Les enquêteurs comptabilisent déjà huit tués de plus qu’en 2015 à la même période et le chiffre des dix-neuf morts relevé l’année passée est d’ores et déjà dépassé.

Quelques heures plus tôt, aux Pennes-Mirabeau (Bouches-du-Rhône), une commune qui jouxte les quartiers Nord de Marseille, les pompiers avaient découvert dans une voiture en feu, le corps d’un homme, poings liés, tué d’au moins trois tirs.

Technique du « barbecue »

Son identité ne devrait être établie qu’à l’issue d’une autopsie et de comparaisons ADN mais, du fait de la technique utilisée, dite du « barbecue », dans le jargon des voyous – à savoir un assassinat suivi de l’incendie du véhicule dans lequel le corps est placé afin de retarder toute forme d’identification –, la police judiciaire a pu évoquer sans attendre un règlement de comptes.

La comptabilité macabre s’est accélérée depuis l’automne 2015, en raison, notamment, du nombre des victimes de certains règlements de comptes : trois morts dans une épicerie de la cité Bassens, le 2 avril, ou encore deux adolescents de 15 ans et un homme de 24 ans abattus le 25 octobre 2015 dans le hall d’un immeuble de la cité des Lauriers.

A trois reprises cette année, les secouristes ont relevé deux victimes sur une même scène de crime. C’était encore le cas le 7 août lorsque les auteurs, après avoir fait sortir de leur véhicule plusieurs personnes, ont abattu deux jeunes hommes de 19 et 20 ans, l’un d’eux n’ayant pu courir qu’une dizaine de mètres avant d’être fauché par une rafale de fusil d’assaut.

Huit règlements de comptes déjoués

Le trafic de stupéfiants compose la toile de fonds de ces assassinats. Les enquêteurs supposent ainsi que le quadragénaire abattu vendredi tentait de « reprendre » le point de vente de cocaïne des cités Val Plan-La Bégude, démantelé il y a quelque temps.
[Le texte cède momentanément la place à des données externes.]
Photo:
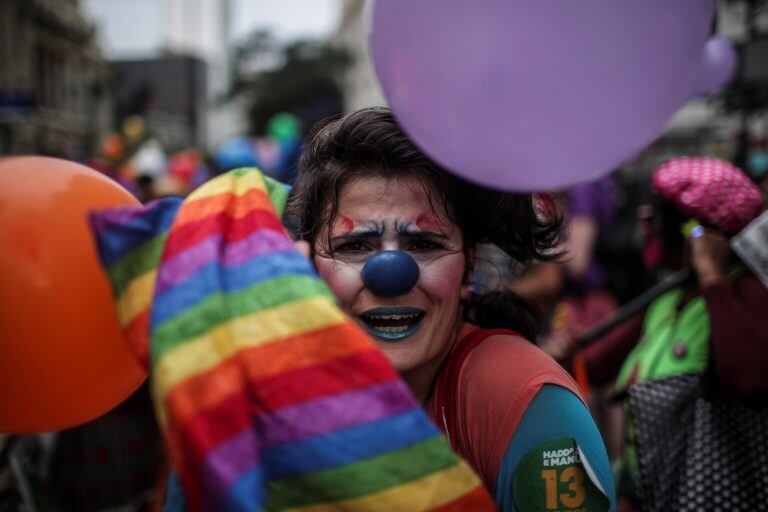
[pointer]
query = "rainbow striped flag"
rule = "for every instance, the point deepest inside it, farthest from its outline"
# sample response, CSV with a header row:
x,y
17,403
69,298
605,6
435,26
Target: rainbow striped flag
x,y
270,398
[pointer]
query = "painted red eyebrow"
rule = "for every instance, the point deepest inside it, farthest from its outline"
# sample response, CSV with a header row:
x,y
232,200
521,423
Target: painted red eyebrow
x,y
346,225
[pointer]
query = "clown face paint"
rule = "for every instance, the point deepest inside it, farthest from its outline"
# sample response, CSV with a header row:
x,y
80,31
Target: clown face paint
x,y
416,329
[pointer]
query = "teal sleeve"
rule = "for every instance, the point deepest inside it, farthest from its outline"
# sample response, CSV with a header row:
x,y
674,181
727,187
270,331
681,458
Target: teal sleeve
x,y
554,413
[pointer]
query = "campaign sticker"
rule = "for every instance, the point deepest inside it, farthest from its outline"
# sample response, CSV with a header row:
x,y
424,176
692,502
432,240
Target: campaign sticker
x,y
555,476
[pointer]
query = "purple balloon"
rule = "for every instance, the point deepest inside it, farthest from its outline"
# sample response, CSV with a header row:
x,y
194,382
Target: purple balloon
x,y
536,94
718,65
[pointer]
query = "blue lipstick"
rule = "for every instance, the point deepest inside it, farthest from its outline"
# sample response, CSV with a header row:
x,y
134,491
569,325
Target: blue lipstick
x,y
392,323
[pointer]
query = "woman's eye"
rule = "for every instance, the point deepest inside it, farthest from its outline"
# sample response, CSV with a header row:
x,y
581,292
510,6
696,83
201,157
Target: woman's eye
x,y
353,247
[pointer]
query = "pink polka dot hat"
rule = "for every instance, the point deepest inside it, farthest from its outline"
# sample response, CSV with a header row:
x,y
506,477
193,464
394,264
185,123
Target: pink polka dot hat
x,y
711,190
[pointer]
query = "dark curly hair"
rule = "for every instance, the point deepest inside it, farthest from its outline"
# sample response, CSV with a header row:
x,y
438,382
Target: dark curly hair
x,y
368,143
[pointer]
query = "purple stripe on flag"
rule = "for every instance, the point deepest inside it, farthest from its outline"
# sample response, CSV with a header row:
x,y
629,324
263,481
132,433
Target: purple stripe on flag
x,y
190,261
235,456
230,459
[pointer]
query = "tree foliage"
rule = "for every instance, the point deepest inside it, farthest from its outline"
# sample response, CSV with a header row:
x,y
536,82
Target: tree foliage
x,y
300,77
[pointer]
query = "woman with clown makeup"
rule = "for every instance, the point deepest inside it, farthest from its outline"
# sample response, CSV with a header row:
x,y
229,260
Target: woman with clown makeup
x,y
395,237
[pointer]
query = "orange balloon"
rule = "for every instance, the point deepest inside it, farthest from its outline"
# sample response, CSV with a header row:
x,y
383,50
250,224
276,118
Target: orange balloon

« Lorsqu’on fait tomber un plan stups, cela crée des velléités de la part de concurrents », explique un enquêteur. Mais les rivalités de territoires entre bandes semblent aussi muter en de véritables vendettas, animées par le souci de venger des proches.
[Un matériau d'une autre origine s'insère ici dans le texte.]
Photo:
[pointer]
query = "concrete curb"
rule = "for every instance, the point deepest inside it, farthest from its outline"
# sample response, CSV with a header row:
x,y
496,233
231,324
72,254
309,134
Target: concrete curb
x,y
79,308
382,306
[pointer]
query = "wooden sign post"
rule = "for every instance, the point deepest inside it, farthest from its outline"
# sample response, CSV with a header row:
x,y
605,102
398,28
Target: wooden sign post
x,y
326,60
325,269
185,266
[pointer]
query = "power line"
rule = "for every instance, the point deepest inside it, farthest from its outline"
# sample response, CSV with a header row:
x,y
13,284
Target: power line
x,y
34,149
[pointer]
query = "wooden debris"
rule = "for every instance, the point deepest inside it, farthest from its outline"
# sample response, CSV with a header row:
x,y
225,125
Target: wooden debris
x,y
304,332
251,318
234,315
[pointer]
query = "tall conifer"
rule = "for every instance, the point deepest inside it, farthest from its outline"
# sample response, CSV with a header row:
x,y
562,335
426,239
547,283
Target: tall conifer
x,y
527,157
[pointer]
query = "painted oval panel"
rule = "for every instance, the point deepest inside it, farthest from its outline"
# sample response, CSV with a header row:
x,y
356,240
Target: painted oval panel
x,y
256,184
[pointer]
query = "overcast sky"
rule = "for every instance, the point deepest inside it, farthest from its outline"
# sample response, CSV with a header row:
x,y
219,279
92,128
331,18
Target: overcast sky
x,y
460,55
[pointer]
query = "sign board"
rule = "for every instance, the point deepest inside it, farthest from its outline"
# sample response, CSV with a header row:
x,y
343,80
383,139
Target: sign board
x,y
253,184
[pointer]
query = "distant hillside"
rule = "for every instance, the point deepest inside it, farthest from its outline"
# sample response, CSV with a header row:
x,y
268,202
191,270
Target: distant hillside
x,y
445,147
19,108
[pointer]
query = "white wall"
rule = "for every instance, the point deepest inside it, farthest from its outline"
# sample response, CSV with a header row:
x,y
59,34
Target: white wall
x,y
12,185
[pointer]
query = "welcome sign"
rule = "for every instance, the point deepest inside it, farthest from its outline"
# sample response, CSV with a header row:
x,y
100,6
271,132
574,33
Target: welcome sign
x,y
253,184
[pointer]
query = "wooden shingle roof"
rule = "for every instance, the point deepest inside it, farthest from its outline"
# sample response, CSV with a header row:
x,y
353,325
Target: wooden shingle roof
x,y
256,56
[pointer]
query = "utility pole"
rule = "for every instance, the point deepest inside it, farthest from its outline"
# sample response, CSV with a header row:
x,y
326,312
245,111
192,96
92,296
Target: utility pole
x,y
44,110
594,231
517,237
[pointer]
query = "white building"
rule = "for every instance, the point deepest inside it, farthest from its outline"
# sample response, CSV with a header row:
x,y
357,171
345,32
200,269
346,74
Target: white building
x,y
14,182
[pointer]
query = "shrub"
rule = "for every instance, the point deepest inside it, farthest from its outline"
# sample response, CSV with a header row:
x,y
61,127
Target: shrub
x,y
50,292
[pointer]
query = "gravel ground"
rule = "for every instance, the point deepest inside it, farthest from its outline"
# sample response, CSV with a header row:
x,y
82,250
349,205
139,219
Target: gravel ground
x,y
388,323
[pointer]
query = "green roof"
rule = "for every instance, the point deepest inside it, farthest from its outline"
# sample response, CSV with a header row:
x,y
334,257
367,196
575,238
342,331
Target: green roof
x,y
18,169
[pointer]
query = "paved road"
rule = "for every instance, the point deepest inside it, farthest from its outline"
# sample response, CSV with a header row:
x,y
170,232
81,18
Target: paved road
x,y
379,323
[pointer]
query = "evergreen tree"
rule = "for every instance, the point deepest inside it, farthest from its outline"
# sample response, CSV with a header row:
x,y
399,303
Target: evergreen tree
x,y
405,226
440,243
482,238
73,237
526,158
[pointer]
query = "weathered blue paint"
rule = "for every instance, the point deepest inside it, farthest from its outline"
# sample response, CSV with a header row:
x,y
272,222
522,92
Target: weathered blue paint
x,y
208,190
La police judiciaire est ainsi très attentive à deux principaux conflits qui opposent des clans rivaux pour la suprématie du trafic de drogue dans les cités des quartiers Nord de la ville. L’un d’eux, « la guerre des Blacks et des Gitans », qui sévit dans le 13e arrondissement, aurait le plus ensanglanté les trottoirs de Marseille depuis 2008 avec une vingtaine de morts, dont six cette année qui apparaissent liées à ce « contentieux meurtrier ».

S’il admet que les chiffres ne sont pas bons, le préfet de police, Laurent Nunez, constate cependant que « les quatre règlements de comptes d’août semblent sans lien entre eux et ne marquent donc pas une forme d’escalade ».
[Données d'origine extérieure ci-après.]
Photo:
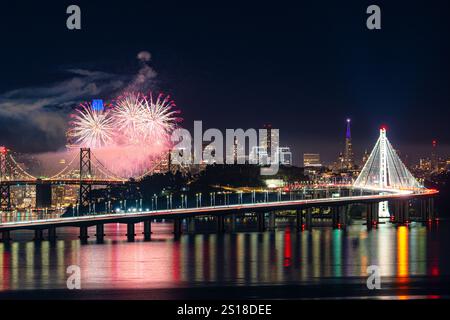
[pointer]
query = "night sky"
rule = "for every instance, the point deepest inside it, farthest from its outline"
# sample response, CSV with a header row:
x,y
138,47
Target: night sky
x,y
304,68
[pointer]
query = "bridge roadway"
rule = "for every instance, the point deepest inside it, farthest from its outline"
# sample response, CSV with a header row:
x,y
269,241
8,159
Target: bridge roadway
x,y
67,181
91,220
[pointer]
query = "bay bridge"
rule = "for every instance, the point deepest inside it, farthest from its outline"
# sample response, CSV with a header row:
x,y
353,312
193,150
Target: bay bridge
x,y
384,189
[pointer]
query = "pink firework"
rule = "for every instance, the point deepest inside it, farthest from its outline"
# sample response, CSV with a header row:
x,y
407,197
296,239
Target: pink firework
x,y
129,136
159,117
143,118
91,128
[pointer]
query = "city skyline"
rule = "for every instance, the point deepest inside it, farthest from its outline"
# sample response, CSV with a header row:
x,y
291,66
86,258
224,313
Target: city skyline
x,y
372,79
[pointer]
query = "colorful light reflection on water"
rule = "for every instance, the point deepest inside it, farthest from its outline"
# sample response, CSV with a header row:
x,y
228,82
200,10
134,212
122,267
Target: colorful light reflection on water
x,y
244,258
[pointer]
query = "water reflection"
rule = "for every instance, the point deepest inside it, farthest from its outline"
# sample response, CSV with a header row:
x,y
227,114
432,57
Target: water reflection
x,y
281,257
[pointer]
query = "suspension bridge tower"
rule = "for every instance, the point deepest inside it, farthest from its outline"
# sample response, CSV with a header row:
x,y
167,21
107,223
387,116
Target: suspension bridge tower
x,y
85,174
385,171
5,174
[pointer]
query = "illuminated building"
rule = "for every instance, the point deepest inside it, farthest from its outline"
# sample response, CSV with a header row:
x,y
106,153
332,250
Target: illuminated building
x,y
434,157
284,156
347,162
365,157
270,141
311,160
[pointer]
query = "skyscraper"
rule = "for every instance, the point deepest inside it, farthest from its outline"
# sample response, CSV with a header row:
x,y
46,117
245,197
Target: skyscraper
x,y
348,162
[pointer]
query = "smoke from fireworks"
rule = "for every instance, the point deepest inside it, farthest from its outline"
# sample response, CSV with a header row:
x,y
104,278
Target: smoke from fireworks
x,y
90,127
129,135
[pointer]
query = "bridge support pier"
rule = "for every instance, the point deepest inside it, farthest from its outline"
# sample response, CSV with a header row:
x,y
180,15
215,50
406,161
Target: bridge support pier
x,y
335,217
147,230
220,220
38,235
52,234
272,221
308,220
402,212
191,224
100,232
233,223
299,220
430,209
6,236
130,231
342,219
260,221
177,228
372,215
84,235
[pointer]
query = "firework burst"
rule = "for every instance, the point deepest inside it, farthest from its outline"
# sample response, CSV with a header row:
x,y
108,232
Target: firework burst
x,y
91,128
159,117
130,135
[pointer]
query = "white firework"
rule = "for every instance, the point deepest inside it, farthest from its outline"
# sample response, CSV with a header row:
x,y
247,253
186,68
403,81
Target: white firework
x,y
128,114
159,118
91,128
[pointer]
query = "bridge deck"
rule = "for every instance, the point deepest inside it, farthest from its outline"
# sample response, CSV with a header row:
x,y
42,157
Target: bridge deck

L’accélération de ce type d’assassinats intervient alors que la police judiciaire interpelle pourtant des auteurs présumés et affirme avoir déjoué, en 2016, huit règlements de comptes fomentés par des équipes prêtes à passer à l’action, notamment en ayant « balisé » la voiture de leur « cible ». Il y a quelques jours, une planque a ainsi été découverte dans les quartiers Nord contenant trois Kalachnikovs et des véhicules volés.

Ce phénomène que les autorités ne parviennent pas à endiguer occulte d’autres chiffres plutôt bons comme la saisie des armes – soit 250 pour les huit premiers mois de l’année contre 160 en 2015 à la même période – ou l’augmentation (+60 %) des personnes interpellées pour trafic de stupéfiants.